# Tips for getting back into running



## nilitara (May 2, 2008)

Hi all

I'm a 47yr old guy who hasn't ran since the back end of March. I've decided it's time to get back into it after several illnesses have thwarted my progress. Pre illness I was doing 5K three times a week just to keep active, any tips or advice appreciated 

Nige


----------



## Aletank (Oct 27, 2005)

Somethin to aim for again is www.parkrun.org.uk , a free officially timed 5k walk/run/race in a park near you every Saturday morning at 9am !
Just register on the website, print of your barcode & turn up whenever it suits you. You get a official time on the website, a Text msg with your time also.
People run, jog, walk, some go around with kids in a pram even !


----------



## Darlofan (Nov 24, 2010)

Take it slow and steady. I did similar earlier in the year, what helped me was the wife started for the first time so that slowed me down. I started after about 10 years off it, thing is I'm mid 40 ' s now but still think I'm mid 20s so was likely to go hell for leather, timing every run and running miles each day wearing myself out and get demotivated by slow times. Instead cos the wife was taking it easy I did too which was much better for me, times are ok now I run 3 times a week and enjoy it even though it is in hilly wales!!


----------



## m4rkymark (Aug 17, 2014)

What about following something like the couch to 5k program? http://www.nhs.uk/Livewell/c25k/Pages/get-running-with-couch-to-5k.aspx


----------



## fifer807 (Sep 7, 2013)

Really the best tip is to get out and run. Keep your pace down. If you have to walk, then walk. Its not a bad thing. Start with a manageable distance. Complete it with a run walk mix. Gradually you will spend less time walking and more time running.

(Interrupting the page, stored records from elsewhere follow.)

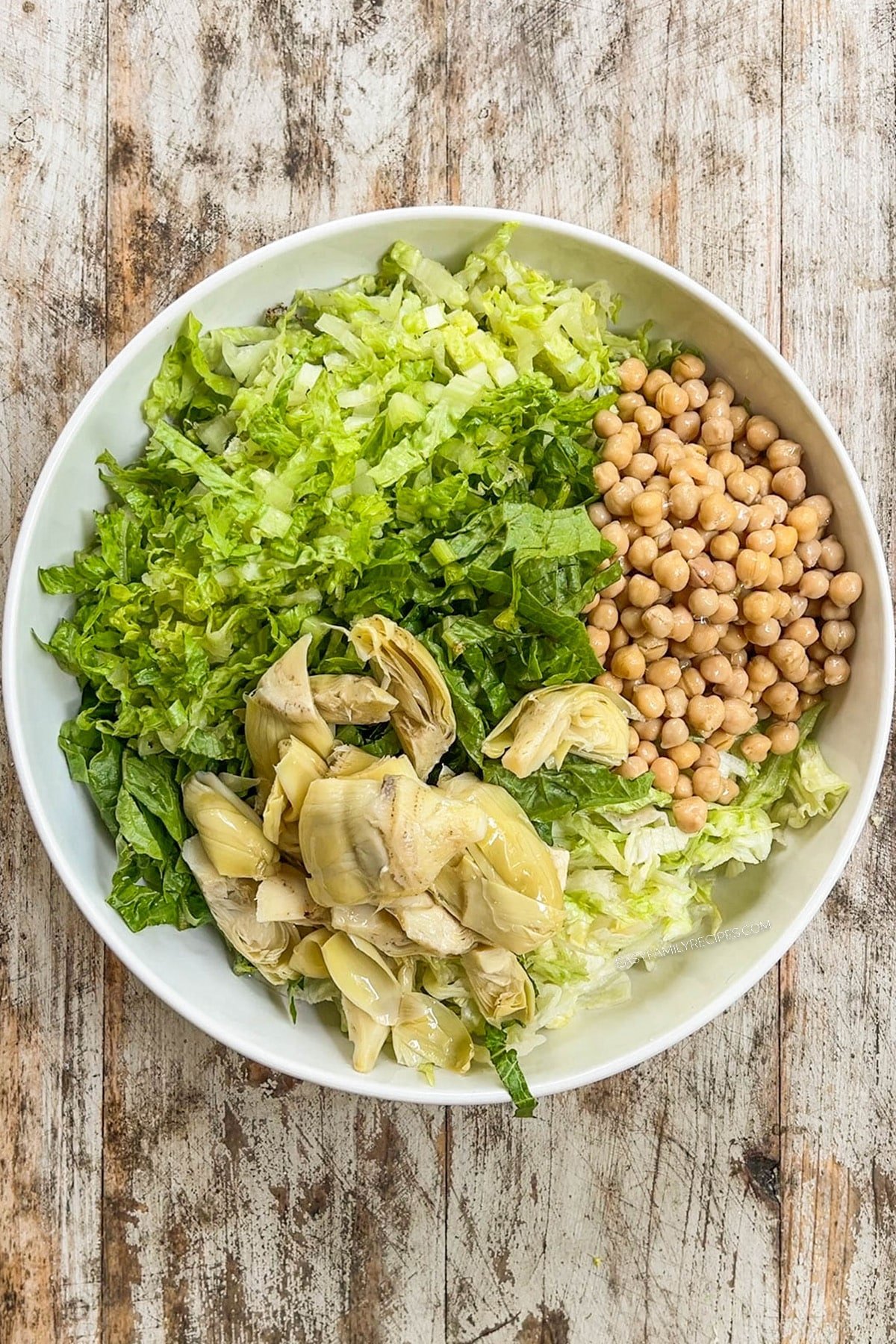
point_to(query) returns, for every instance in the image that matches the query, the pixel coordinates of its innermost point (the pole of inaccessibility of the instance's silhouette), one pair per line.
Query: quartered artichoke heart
(307, 959)
(233, 909)
(285, 895)
(376, 927)
(423, 717)
(428, 1033)
(368, 840)
(282, 706)
(512, 847)
(432, 927)
(351, 699)
(228, 830)
(550, 724)
(297, 768)
(500, 986)
(363, 976)
(366, 1034)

Decide what your goal is, 5k faster or longer distances. As you progress consider introducing a longer slower run once a week or hill training (hard but gets results) or sprint / jog (walk) into the mix.

Too many people go out and start too fast, have to walk and then mentally give up. Reign yourself in and most of all , enjoy it. You would be running for you.

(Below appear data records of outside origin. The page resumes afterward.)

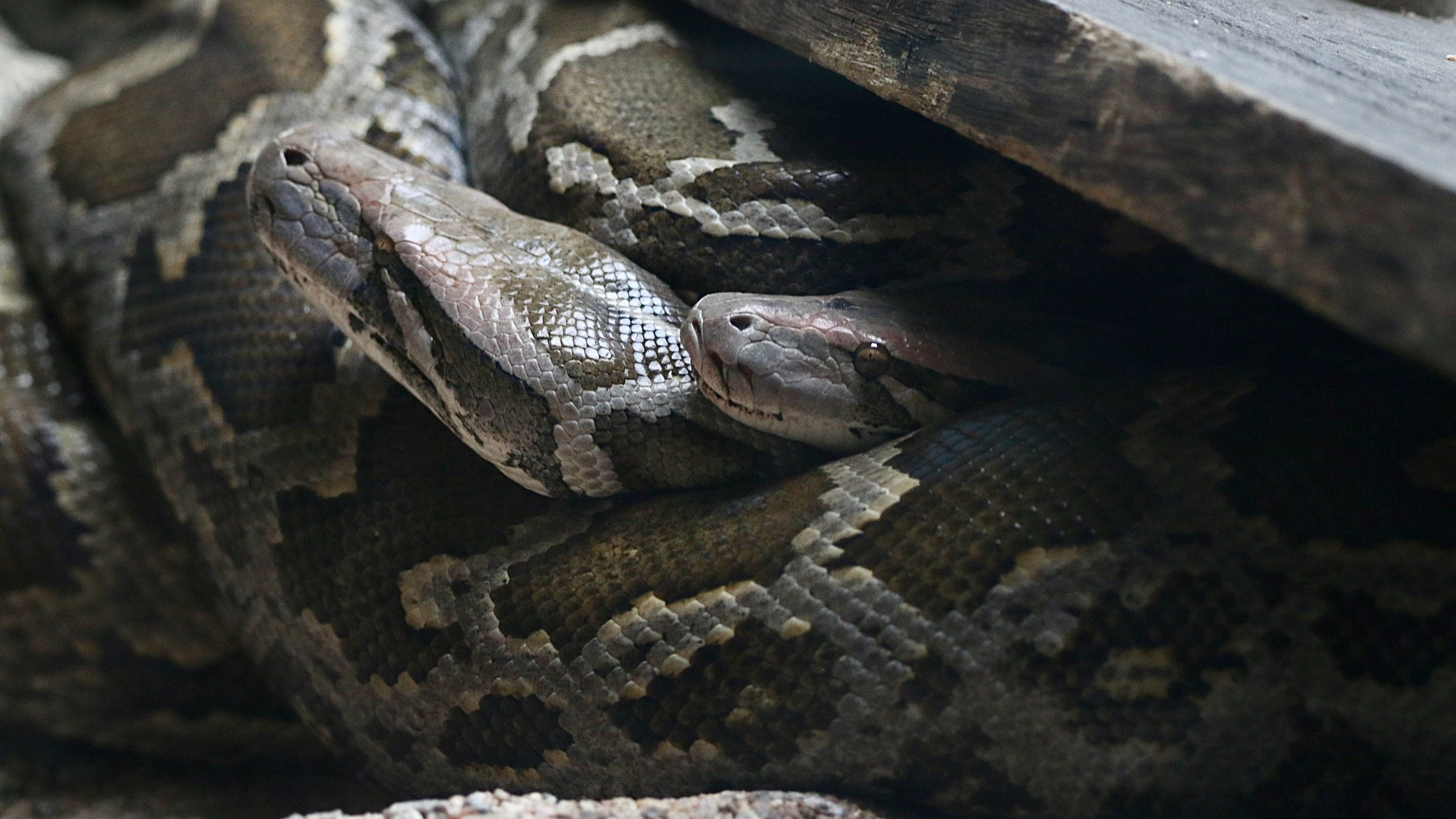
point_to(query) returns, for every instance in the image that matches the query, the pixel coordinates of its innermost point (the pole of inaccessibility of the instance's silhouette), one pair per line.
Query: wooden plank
(1310, 145)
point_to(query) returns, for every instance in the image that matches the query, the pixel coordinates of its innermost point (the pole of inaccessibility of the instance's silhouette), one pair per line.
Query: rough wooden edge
(1156, 129)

I got myself a garmin and as a bit of a tech geek enjoyed analysing the data afterwards.


----------



## kmmfc1 (Jan 26, 2010)

Parkrun is brilliant for this type of thing. People of all abilities turn up on a Saturday morning...from your Mo Farah's to people who are just starting running for the 1st time.


----------



## SarahS23 (Jul 31, 2014)

Park run seem really popular for beginners getting back into it. I used c25k when I restarted running 🏃


----------